Just a reminder from the forum guidelines:
The purpose of discussions here is not to judge the legitimacy or efficacy of anyone’s faith or lack of faith.
Let’s stay focused on ideas and not on making insinuations about other people’s faith.
IF God controls everything that means there wouldn’t need to be a satan. Not only that but that means many people who are evil don’t always get punished until later in life. Wouldn’t make it impossible for mean to get justice if that means God already planned for people to escape their crimes?
I delight in God’s providence. Enslaved by it? Hardly.
Here’s an example of one that was just fun. My Co-instants Log entry for the date shown:
Here is a map illustrating the location:
Here is a Google Maps Street View:
And here is a photo of a building being moved, not the actual building involved, but just one from online to give the approximate size for perspective, and for those who may not have known about buildings being moved:
Try and imagine all of the details that had to work together to set up that scenario – they would be myriad. That is how sovereign God is over instants and actions, and no one’s free will was violated. It may bend your mind, but that is the way it is and that is what scripture teaches.
I think that misrepresents the reality, and it is not an unusual misperception. It portrays God as a puppetmaster and individuals, including satan, as having no free will. You really have to accept “both and” and not “either or” – God is sovereign and we have free will.
It is way counterintuitive, and I think it takes some humility before scripture to accept it, but that is what the Bible teaches.
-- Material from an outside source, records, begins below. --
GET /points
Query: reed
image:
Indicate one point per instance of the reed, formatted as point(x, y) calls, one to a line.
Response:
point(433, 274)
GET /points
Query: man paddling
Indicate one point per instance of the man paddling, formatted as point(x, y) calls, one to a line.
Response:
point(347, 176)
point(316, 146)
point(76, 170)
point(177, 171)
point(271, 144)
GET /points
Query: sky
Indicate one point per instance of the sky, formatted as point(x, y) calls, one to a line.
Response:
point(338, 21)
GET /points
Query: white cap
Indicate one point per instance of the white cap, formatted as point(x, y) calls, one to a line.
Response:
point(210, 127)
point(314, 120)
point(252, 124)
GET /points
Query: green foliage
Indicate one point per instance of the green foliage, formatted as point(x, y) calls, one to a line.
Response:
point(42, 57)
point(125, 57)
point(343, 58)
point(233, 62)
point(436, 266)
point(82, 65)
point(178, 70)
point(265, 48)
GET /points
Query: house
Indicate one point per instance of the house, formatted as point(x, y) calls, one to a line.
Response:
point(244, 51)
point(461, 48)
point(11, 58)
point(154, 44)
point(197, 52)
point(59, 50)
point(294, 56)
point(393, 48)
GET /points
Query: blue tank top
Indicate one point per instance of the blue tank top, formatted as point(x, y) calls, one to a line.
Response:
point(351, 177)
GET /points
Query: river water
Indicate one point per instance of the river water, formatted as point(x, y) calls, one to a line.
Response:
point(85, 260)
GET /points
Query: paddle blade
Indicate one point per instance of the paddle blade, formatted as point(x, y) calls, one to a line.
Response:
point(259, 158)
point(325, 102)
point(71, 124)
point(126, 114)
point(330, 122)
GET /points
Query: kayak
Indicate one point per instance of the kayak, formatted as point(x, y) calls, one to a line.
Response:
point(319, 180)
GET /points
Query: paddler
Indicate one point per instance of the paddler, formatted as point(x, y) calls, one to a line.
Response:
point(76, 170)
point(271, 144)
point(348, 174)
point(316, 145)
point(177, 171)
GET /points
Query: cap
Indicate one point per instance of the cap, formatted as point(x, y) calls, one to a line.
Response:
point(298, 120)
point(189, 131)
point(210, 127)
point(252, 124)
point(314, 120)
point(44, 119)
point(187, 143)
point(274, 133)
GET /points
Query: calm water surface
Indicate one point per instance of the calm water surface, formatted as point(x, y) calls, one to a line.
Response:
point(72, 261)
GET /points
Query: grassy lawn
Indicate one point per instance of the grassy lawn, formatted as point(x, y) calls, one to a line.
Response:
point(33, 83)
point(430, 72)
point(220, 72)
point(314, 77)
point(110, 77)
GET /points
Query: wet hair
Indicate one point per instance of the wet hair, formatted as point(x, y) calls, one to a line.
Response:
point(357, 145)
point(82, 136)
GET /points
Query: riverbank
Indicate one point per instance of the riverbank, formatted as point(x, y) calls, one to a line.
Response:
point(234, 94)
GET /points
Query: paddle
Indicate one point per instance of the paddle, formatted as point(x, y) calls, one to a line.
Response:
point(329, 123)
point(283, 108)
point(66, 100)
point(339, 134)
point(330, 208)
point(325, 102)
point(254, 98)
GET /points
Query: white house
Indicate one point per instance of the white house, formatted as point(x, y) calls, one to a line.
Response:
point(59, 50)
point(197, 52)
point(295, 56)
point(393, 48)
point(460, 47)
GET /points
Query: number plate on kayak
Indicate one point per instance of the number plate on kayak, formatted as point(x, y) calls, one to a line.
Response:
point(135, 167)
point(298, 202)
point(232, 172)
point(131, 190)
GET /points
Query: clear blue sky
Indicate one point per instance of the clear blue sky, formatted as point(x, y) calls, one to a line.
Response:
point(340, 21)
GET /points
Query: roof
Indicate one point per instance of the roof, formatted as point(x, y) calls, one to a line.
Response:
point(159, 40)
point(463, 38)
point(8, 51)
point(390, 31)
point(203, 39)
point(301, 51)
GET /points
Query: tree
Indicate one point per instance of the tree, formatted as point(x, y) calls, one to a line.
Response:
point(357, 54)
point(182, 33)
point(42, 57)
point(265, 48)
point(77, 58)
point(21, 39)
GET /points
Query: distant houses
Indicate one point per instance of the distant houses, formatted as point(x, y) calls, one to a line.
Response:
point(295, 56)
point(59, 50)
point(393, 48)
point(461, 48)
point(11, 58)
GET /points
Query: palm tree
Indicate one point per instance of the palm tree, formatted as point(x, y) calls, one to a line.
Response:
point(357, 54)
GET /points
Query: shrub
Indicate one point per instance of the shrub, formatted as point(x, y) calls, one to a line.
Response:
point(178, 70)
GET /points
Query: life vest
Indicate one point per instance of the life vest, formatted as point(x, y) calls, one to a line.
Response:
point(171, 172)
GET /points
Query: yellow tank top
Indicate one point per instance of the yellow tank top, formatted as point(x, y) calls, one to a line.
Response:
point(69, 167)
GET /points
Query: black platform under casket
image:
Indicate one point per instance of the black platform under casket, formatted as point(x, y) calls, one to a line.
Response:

It is a case of our insistence that we have to be completely comfortable and have God within the box of our understanding.
Very kind of you to say, @Dale. Unfortunately, I’m now entering the busiest period of time in our church calendar. I’ll still be lurking in the background reading and liking posts, but my own time to post - especially anything useful, let alone, articulate - about theology will be considerably limited. Sorry champ, I’m afraid I’m on the bench for this one.